At a pre-trial hearing this week in the case of Pfc. Bradley Manning, who is suspected of releasing classified records to WikiLeaks without authorization, a military judge will consider several motions filed by Manning’s defense that seek to reduce the charges against him, or to have them dismissed altogether.
The defense motions, filed by attorney David E. Coombs and made available on his blog with some redactions, assert a range of objections including these:
* The government has so egregiously failed to fulfill its discovery obligations — i.e. its duty disclose exculpatory and other “Brady” information to the defense — that the whole case must be dismissed. “The Government’s abdication of its basic discovery responsibilities is unconscionable and irreparably prejudicial, mandating that all charges should be dismissed with prejudice,” Mr. Coombs contended.
* The government has specifically failed to provide defense access to the computers in the secure area where Manning worked, which might enable it to rebut charges that Manning had uploaded unauthorized software on to his system. “The Defense’s tentative theory is that all or most soldiers in the SCIF had unauthorized software on their computers (e.g. M-IRC Chat, Google Earth, Wget, movies, music, games, etc.)… The Defense intends to show that the practice of adding ‘unauthorized’ software was so pervasive that, in effect, all ‘unauthorized’ programs were implicitly or explicitly authorized.”
* The government has improperly multiplied the charges against Manning by treating single violations as multiple offenses. “This creative drafting by the Government drastically exaggerates PFC Manning’s criminality and unreasonably increases his punitive exposure,” Mr. Coombs wrote.
Perhaps the most penetrating challenge presented by the defense is a motion to dismiss the charge of “aiding the enemy” (Article 104) because, the defense says, there is no evidence that Manning intended to assist an enemy of the United States, and such an intent is a required element of the charge.
“Every court interpreting Article 104(2) has held that the Government must prove general criminal intent to give intelligence to, or communicate with, the enemy; indeed, no prosecution under this Article has ever been maintained without some allegation of mens rea [i.e. criminal intent]…. mere dissemination of information to persons unauthorized to receive it is insufficient without the necessary criminal intent.”
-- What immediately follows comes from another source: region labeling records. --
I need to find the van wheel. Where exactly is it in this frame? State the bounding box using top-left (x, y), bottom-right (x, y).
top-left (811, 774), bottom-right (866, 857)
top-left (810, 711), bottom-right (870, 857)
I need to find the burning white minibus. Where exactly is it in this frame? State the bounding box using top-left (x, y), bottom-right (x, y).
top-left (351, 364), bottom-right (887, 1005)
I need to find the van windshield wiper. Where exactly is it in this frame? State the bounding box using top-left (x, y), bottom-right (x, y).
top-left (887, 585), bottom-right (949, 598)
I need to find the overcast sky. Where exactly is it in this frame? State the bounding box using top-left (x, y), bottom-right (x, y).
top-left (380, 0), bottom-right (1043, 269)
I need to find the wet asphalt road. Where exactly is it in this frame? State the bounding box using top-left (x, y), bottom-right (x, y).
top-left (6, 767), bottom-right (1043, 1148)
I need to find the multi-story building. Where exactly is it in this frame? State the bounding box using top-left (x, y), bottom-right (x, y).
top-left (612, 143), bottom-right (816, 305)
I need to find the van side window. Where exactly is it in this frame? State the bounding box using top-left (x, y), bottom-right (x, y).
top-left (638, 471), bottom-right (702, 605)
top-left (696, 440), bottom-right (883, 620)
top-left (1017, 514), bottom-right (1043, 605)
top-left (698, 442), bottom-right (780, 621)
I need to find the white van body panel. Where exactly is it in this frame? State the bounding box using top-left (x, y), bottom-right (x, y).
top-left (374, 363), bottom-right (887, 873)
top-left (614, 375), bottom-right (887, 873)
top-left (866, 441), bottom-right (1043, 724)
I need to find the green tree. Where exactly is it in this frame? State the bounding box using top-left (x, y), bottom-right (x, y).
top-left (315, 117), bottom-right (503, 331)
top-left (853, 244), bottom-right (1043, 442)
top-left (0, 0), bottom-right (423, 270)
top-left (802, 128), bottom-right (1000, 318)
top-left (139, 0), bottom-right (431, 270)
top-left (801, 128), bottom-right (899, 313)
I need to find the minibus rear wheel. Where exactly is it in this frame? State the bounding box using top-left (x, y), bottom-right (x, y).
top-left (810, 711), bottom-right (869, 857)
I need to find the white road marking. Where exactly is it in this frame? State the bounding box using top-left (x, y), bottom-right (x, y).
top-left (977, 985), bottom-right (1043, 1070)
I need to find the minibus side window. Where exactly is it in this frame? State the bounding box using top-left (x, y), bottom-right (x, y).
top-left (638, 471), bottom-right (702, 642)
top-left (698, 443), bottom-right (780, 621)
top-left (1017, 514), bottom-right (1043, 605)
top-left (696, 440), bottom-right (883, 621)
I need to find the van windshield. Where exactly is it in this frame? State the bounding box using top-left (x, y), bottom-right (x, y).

But, Mr. Coombs wrote, “The Government has not alleged that PFC Manning intended to give intelligence to, or communicate with, the enemy in making the alleged disclosure to WikiLeaks. Rather, the Government has merely alleged that PFC Manning had knowledge that the information, if ultimately published, might be accessible to the enemy and that such information might help the enemy. Such a feeble mens rea allegation is patently insufficient to establish the requisite intent under Article 104.” (He added that “The amount of conduct that is made subject to potential capital punishment under such an interpretation is staggering… The potential for liability is endless.”)
To the contrary, Mr. Coombs argued, “PFC Manning expressly disclaimed any intent to help any enemy of the United States” in the chat logs in which he discussed his actions. “Far from intending to aid any enemy of the United States, PFC Manning’s actions and statements illustrate a conscious rejection of any such ill motive.”
Prosecutors have declined to make their responses to Mr. Coombs’ motions available to the public, so their positions are not known in any detail.
Mr. Coombs said that both sides are in agreement, however, that the Manning case “is one of the largest and most complex cases in United States military history.”
The pre-trial hearing, known formally as an Article 39(a) hearing, will be held April 24-26 at Fort Meade, Maryland.